DD5LP/P – November 2nd 2019 – DL/MF-082 Schwarzerberg – UK/EU – USA S2S event.

Preparation:

All weather forecasts said that this activation would be a nice sunny one being scheduled to start early afternoon and run for a couple of hours, what could be better?

I had a summit that I hadn’t activated before but as I didn’t know what to expect at the summit, I excluded it from any early start exercise but with a midday start, I should be able to solve any set-up issues without time pressure. Schwarzerberg – or Taubenberg as it is indicated on maps and local signposts also has a “Gaststatte” (restaurant) near to the summit and the public track up to the restaurant is open to cars and gives easy access to the lookout tower on the summit as well.
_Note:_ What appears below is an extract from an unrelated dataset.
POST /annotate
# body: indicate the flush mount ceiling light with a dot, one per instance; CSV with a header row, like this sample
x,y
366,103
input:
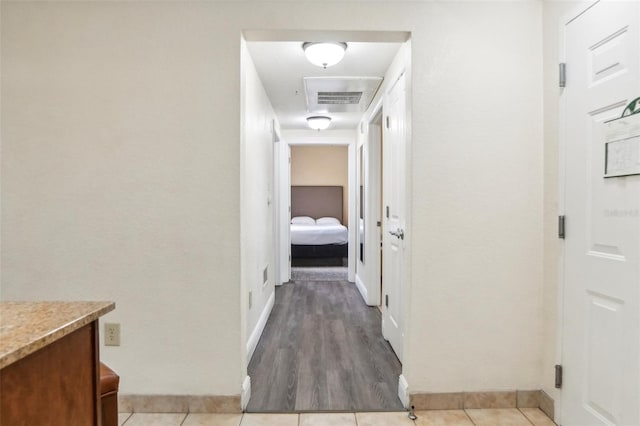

I had wanted to invite another ex-pat Brit along to one of my activations for some time. Rob DM1CM was previously active in SOTA but has moved on, but as he offered to give me a hand (and doing an activation with someone else along is fun as well as spreading the load a little). Schwarzerberg fitted well as it isn’t too far from his home QTH and by planning the restaurant into the day we could make a social event out of this, and get to take part in the SOTA EU-NA S2S event as well.

A couple of days prior to the activation, the weather forecasts changed drastically and there was a chance I would have to cancel the trip but in the end we decided to go ahead and while it did rain on us as we set-up the equipment about 3 or four times with just a few minutes between each shower,  the rest of the time it was dry and there was even a little sunshine.

I had been hoping to use my VP2E antenna that I have been using on some recent activations and that I have been trying to track down some problems on. My last change was to go back to single-band versions of the antenna and I have one built for 40 metres and one for 20 metres meaning that switching bands would take about 15 minutes if there is not enough room to put up both antennas without them interfering with each other. Looking at maps, there’s looked to be a clearing but whether this would be large enough to get the 40m VP2E into I wasn’t sure. So although I actually took the two VP2E antennas along, I decided that I’d either use my Aerial-51 404-UL OCF dipole or my SOTABeams linked dipole. Added to these and the X108G transceiver was my newly built portable RF amplifier, which in ideal conditions should produce up to 100 watts PEP output – 50 watts is a more believable figure.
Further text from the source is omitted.